The packs included in the season pass are as follows:
Available now: Accelerator (unlock everything, customize in-game superstar attributes) ($1.99 or free with Season Pass) Pack 1 (November): NWO Pack – The Giant (free for all), Kevin Nash, Scott Hall, Macho Man, Syxx, Curt Hennig, Scott Steiner ($8.99 or free with Season Pass). Pack 2 (December): WWE Superstar and Moves Pack – Summer Rae (free for all), Fandango, Big E. Langston, Brie Bella, Nikki Bella, 30 new moves and taunts ($7.99 or free with Season Pass). Pack 3 (January): WWE Legends and Creations Pack – Virgil (free for all), Bruno Sammartino, Dusty Rhodes, Rick Rude, Jake Roberts, 14 more Superstar Heads ($8.99 or free with Season Pass). Season Pass Exclusive (November): Kevin Nash and Scott Hall (Outsiders), over 10 new online badges.

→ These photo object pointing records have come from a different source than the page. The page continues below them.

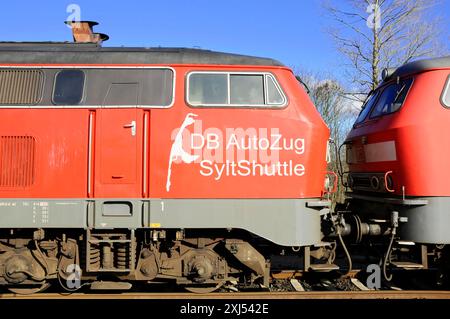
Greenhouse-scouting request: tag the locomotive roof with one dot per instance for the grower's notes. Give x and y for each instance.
(89, 53)
(421, 66)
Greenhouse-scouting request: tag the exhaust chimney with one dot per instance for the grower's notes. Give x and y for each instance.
(82, 32)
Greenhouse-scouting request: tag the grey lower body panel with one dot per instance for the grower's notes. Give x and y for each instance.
(429, 223)
(428, 217)
(287, 222)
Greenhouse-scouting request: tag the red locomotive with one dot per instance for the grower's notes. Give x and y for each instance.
(152, 164)
(124, 165)
(397, 155)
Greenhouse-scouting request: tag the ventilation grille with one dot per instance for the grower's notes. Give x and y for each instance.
(17, 155)
(20, 86)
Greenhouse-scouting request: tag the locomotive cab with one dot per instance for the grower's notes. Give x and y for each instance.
(397, 152)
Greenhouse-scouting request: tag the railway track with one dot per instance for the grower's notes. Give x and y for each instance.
(392, 294)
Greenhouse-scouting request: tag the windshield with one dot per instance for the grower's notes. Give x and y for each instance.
(385, 100)
(367, 107)
(392, 98)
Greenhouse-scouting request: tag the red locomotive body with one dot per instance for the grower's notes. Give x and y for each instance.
(237, 149)
(153, 163)
(397, 151)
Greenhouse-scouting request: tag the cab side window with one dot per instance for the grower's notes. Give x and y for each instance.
(69, 87)
(229, 89)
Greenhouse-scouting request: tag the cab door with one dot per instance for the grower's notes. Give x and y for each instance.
(117, 153)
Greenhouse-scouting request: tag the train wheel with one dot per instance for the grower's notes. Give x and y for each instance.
(203, 289)
(27, 290)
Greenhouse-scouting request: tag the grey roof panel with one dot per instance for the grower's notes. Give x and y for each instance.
(421, 66)
(68, 52)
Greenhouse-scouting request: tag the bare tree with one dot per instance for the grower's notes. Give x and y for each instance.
(337, 110)
(377, 34)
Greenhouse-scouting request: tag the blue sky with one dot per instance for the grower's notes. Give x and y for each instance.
(293, 32)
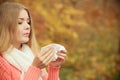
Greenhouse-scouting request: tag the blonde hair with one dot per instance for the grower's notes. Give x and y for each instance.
(9, 12)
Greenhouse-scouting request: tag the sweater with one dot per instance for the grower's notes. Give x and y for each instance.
(10, 72)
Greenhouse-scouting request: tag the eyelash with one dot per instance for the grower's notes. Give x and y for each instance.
(22, 22)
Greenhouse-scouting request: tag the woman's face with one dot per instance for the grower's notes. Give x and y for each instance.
(23, 30)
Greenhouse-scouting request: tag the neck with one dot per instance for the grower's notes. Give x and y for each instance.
(18, 46)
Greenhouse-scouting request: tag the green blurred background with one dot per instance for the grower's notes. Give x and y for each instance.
(89, 29)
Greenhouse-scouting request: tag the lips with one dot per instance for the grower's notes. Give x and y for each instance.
(27, 34)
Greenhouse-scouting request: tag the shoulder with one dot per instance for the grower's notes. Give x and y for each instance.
(4, 65)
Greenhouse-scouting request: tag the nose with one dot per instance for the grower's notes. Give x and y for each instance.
(27, 26)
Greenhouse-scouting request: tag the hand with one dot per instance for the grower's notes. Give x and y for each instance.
(60, 60)
(46, 54)
(38, 63)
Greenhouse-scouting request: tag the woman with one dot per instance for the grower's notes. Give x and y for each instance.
(20, 57)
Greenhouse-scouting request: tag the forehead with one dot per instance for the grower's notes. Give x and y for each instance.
(23, 14)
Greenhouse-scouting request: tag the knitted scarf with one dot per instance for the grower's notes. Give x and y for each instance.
(21, 59)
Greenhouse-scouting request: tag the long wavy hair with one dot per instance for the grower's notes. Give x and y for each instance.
(9, 12)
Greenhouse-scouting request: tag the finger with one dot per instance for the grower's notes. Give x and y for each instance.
(49, 58)
(44, 50)
(62, 56)
(46, 54)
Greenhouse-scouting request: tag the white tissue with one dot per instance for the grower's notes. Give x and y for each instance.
(58, 48)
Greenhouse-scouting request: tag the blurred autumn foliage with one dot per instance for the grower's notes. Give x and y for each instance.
(89, 29)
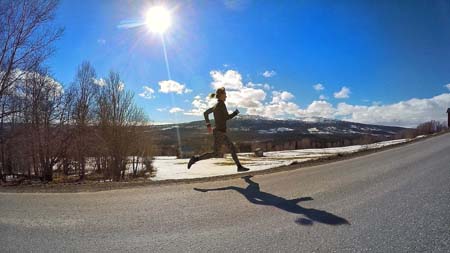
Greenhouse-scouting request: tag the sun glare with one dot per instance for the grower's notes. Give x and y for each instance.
(158, 19)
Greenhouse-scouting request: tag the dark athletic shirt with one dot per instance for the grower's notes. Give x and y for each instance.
(220, 115)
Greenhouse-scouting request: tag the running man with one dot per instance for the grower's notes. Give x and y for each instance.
(220, 130)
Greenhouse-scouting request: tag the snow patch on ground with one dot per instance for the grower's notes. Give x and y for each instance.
(173, 168)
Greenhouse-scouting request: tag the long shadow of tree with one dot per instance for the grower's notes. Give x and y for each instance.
(256, 196)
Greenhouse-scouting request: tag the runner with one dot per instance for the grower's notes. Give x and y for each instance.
(220, 130)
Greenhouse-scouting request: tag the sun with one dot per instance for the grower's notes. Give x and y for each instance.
(158, 19)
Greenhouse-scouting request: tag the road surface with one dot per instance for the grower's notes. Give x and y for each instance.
(396, 200)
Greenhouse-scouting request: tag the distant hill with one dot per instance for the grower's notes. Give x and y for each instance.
(251, 132)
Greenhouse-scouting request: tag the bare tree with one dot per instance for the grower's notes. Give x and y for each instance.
(26, 38)
(46, 113)
(84, 91)
(117, 115)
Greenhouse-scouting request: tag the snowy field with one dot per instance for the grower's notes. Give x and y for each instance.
(172, 168)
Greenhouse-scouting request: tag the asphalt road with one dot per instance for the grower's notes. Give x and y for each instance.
(396, 200)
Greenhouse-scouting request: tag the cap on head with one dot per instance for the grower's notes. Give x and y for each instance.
(220, 91)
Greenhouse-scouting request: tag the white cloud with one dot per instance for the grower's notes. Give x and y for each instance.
(269, 73)
(147, 93)
(253, 100)
(231, 79)
(168, 86)
(261, 85)
(246, 97)
(278, 96)
(408, 113)
(175, 110)
(200, 105)
(318, 87)
(121, 86)
(343, 93)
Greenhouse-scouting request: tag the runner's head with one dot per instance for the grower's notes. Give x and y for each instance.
(220, 94)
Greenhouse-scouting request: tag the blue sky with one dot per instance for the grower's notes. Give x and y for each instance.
(380, 62)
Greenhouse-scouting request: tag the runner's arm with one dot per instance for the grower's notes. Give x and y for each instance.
(206, 115)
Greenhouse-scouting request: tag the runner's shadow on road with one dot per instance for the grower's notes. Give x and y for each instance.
(253, 194)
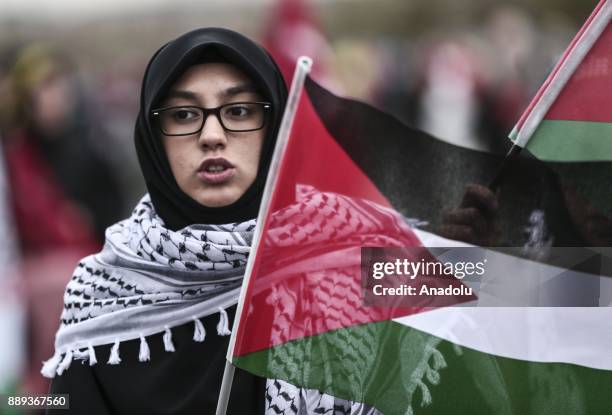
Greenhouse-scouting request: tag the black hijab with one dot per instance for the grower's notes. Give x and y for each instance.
(174, 206)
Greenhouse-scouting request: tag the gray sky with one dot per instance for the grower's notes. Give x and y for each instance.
(55, 9)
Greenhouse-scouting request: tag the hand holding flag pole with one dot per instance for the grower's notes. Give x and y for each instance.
(302, 68)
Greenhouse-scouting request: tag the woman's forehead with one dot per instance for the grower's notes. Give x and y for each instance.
(222, 80)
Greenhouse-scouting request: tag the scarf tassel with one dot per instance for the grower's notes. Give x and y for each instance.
(114, 358)
(223, 326)
(65, 364)
(50, 366)
(168, 345)
(144, 355)
(199, 334)
(92, 355)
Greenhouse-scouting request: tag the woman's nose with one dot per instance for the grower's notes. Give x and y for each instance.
(212, 135)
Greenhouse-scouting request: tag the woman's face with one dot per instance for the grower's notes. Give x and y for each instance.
(214, 166)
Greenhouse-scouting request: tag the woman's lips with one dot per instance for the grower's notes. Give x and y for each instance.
(216, 171)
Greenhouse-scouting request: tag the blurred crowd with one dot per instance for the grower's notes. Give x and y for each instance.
(68, 170)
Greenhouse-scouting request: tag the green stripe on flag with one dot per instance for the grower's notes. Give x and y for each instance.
(572, 141)
(401, 370)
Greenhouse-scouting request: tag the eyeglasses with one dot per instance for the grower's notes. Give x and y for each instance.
(234, 117)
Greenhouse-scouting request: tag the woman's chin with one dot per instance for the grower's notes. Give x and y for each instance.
(219, 198)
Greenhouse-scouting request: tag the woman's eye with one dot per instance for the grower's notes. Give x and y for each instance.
(238, 111)
(184, 115)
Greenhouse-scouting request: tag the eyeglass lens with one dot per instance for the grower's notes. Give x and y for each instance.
(233, 117)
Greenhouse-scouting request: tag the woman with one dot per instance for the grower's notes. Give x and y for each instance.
(162, 289)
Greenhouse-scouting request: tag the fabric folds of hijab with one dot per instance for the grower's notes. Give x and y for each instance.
(174, 206)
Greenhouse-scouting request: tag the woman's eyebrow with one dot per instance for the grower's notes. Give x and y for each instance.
(177, 93)
(238, 89)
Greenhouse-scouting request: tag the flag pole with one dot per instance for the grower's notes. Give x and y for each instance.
(554, 84)
(302, 69)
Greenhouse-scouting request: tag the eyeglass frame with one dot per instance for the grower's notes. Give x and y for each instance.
(217, 113)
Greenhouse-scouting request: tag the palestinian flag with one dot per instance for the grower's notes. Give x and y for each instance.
(568, 125)
(352, 176)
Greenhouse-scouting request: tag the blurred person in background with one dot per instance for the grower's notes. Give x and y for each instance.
(12, 353)
(62, 193)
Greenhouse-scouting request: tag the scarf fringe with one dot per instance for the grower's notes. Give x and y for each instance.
(223, 326)
(168, 345)
(65, 364)
(59, 362)
(92, 355)
(144, 355)
(50, 366)
(114, 358)
(199, 333)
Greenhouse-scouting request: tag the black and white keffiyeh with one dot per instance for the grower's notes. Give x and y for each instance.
(146, 280)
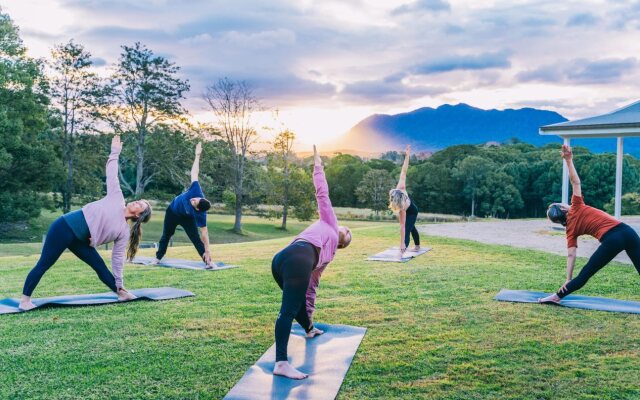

For more information on DLC, please visit 2K’s website.
With 3 single-player modes (30 Years of WrestleMania, Streak Mode and Universe Mode) that can be played over and over and still grant a ton of fun for wrestling enthusiasts and casual fans alike, a creation suite rivaled by no other game, a robust online mode that, as long as it works properly, can bring hours and hours of enjoyment and a roster that makes games like the first Smackdown jealous to no end, there is a ton to do here and if you really love wrestling, you’ll never get bored.
Grab a few friends for local multiplayer and the experience is even better.
Despite the game’s flaws, areas that still need improvement and lack of new additions, it manages to be one of the better wrestling games, on a pure gameplay level, that we’ve seen in recent years.
This is a game that gamer’s will be playing not only up until the release of the next installment in the series but for years to come as well.
Though WWE 2K14 doesn’t bring a lot to the table in terms of new features, matches, modes, or other such things, it’s a game that can compete with the likes of Fire Pro Wrestling and WWF No Mercy in regards to gameplay. It’s smooth, fast, fluid and fun.
The modes and matches that are here are great, the create modes are in-depth and valuable and the multiplayer provides a great way to take out some anger or aggression against virtual grapplers all over the world.
In the end, the game isn’t perfect but the influence of 2K on this year’s installment to the series is clear and the outlook for future games in the series is bright. WWE 2K14 is a great game and should provide hours of fun for those who choose to step into the squared circle against the immortals of wrestling.